Thursday, September 07, 2006

Train to Taichung

This morning we left Taipei and headed south along the west coast of the island to Taichung, Taiwan's third largest city. We traveled by train, which, if I'm counting right, is my 5th form of transportation (taxi, airplane, subway, scooter, train). After buying our tickets, we walked down to the platform to wait for our train. Following Dad's lead turned out to be a mistake . . .

We got onto what we thought was our train and got comfortable in our seats. Dad mentioned that he was surprised that the train had arrived early. I asked him, "Are you sure that this is the right train?" "Oh yeah." The train pulled out of the station about 10 minutes ahead of time. "Dad, trains don't leave early."

When we got to the next station, he was convinced. We got off and tried to figure out where to go.

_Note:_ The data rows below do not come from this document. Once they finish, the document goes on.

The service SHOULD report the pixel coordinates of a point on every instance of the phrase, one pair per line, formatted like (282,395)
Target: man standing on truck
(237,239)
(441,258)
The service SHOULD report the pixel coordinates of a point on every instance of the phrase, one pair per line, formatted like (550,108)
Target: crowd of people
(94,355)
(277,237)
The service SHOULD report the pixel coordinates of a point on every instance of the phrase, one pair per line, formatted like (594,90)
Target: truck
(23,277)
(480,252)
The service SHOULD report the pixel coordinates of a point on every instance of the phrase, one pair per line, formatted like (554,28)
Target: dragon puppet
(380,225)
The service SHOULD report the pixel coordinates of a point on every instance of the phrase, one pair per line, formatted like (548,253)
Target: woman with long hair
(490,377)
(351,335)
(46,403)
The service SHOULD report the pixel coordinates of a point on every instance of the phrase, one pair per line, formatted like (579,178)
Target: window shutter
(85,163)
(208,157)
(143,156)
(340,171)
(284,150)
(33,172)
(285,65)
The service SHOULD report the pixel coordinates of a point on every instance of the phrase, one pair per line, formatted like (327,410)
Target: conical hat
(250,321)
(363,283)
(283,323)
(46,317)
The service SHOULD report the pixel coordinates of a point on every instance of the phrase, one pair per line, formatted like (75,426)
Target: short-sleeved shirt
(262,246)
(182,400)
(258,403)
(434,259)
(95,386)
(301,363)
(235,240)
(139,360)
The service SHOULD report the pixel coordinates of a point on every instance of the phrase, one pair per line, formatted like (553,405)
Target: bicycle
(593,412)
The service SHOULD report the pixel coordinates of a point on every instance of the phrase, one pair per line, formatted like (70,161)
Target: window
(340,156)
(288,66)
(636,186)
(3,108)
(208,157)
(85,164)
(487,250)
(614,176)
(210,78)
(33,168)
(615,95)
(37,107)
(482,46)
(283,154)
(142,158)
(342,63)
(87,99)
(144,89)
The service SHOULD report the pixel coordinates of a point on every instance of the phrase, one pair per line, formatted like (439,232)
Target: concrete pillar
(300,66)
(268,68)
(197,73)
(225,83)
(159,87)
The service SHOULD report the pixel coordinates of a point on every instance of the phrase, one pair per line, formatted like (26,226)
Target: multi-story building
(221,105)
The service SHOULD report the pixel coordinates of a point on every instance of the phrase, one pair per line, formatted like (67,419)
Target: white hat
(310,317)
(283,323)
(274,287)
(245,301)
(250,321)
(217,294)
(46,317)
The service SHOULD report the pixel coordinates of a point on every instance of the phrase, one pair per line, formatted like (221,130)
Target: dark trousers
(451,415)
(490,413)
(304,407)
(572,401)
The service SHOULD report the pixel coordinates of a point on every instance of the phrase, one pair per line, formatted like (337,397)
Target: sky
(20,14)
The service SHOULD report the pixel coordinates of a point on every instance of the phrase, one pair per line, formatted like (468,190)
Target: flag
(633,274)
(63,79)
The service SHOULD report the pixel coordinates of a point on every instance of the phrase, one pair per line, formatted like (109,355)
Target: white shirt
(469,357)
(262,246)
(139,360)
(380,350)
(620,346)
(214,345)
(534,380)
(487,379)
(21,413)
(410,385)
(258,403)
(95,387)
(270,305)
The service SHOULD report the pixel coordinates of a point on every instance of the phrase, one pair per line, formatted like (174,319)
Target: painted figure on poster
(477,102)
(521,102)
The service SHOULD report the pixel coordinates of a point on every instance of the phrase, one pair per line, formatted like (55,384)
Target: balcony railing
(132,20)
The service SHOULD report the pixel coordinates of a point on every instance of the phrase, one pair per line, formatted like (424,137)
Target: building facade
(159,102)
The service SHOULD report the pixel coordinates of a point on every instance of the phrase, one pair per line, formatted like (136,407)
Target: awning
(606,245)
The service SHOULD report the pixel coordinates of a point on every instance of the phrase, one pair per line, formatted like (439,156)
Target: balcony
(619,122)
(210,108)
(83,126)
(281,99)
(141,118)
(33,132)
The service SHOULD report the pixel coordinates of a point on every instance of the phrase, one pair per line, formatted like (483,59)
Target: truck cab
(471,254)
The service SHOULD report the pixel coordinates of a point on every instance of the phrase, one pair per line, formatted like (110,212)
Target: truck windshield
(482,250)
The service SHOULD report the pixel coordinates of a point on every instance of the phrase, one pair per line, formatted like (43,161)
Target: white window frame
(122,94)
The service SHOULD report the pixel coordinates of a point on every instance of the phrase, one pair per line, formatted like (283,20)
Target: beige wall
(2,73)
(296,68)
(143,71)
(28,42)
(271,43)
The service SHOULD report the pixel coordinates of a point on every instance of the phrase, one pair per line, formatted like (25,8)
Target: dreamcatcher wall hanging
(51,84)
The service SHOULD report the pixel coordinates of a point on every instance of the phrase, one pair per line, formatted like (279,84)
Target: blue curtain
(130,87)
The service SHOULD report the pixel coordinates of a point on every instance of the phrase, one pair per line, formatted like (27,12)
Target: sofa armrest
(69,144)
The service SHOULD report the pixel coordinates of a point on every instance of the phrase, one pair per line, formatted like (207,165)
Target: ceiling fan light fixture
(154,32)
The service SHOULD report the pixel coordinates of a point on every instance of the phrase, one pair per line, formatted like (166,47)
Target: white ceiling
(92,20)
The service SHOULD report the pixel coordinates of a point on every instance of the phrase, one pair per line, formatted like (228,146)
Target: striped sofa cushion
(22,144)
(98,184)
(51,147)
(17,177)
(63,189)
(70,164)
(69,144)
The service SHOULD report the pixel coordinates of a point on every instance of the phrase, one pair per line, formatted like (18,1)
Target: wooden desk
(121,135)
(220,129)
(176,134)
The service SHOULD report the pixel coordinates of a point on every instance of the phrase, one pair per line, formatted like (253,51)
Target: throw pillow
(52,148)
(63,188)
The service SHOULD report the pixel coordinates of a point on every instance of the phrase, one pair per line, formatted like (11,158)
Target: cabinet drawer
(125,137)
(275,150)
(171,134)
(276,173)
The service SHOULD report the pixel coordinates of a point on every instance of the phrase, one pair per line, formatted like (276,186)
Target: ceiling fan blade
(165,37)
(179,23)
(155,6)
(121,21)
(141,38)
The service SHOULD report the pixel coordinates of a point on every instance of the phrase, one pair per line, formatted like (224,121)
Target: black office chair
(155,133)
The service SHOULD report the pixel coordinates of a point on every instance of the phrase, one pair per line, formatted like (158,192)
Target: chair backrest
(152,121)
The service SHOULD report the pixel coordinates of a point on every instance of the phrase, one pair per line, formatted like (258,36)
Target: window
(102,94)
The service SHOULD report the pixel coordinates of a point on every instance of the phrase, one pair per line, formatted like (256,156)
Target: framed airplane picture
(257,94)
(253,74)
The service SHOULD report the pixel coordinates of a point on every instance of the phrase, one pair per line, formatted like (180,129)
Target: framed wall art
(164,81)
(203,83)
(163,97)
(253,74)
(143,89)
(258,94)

While talking to the conductor on the platform, the train we were supposed to be on zoomed by us. After transferring and waiting another half hour, we got on the train to bring us to Taichung, about an hour behind schedule. I had a bento box lunch on the train, as recommended by my cousin Joanna from Texas (check out her MRT story here).

Upon arrival at Taichung station, we were greeted by Peter and Sue, old friends of my parents' from the University of Minnesota. Peter, a retired economics professor, was in graduate school at the same time my father was working on his Ph.D. When I was a baby, Peter and Sue took care of me when my parents were busy.

They took Dad and me to the National Taiwan Museum of Fine Arts where we had food and drinks at the museum cafe while catching up. Peter and Sue are avid art museum-goers (they have been to famous museums all over the world) and I invited them to come to New York to see the best museums in the world (Met, MoMA, Guggenheim). I hope they take me up on the offer.

After saying goodbye to Peter and Sue, we met with another one of my cousins, Tsai Ming-Der, and his family. Tsai Ming-Der is a photojournalist for the China Times and he has two teenage children, a boy (Jones) and a girl (Cherry). Cherry skipped her English class to have dinner with us, so I made sure that she practiced her English during our meal. I could tell that Jones liked hip hop from the buttons and stickers on his backpack, so I burned him a CD of some old school hip hop (ATCQ, Illmatic, Biggie, 36 Chambers) after dinner. Gotta spread some hip hop history!

My cousin and his wife drove us to Puli (about an hour and a half drive) after dinner. Puli is a small town in the mountains where another of my cousins, Yi-Wen and her husband Yao-Sheng, lives. We reached their home, settled in, talked, and got ready for bed.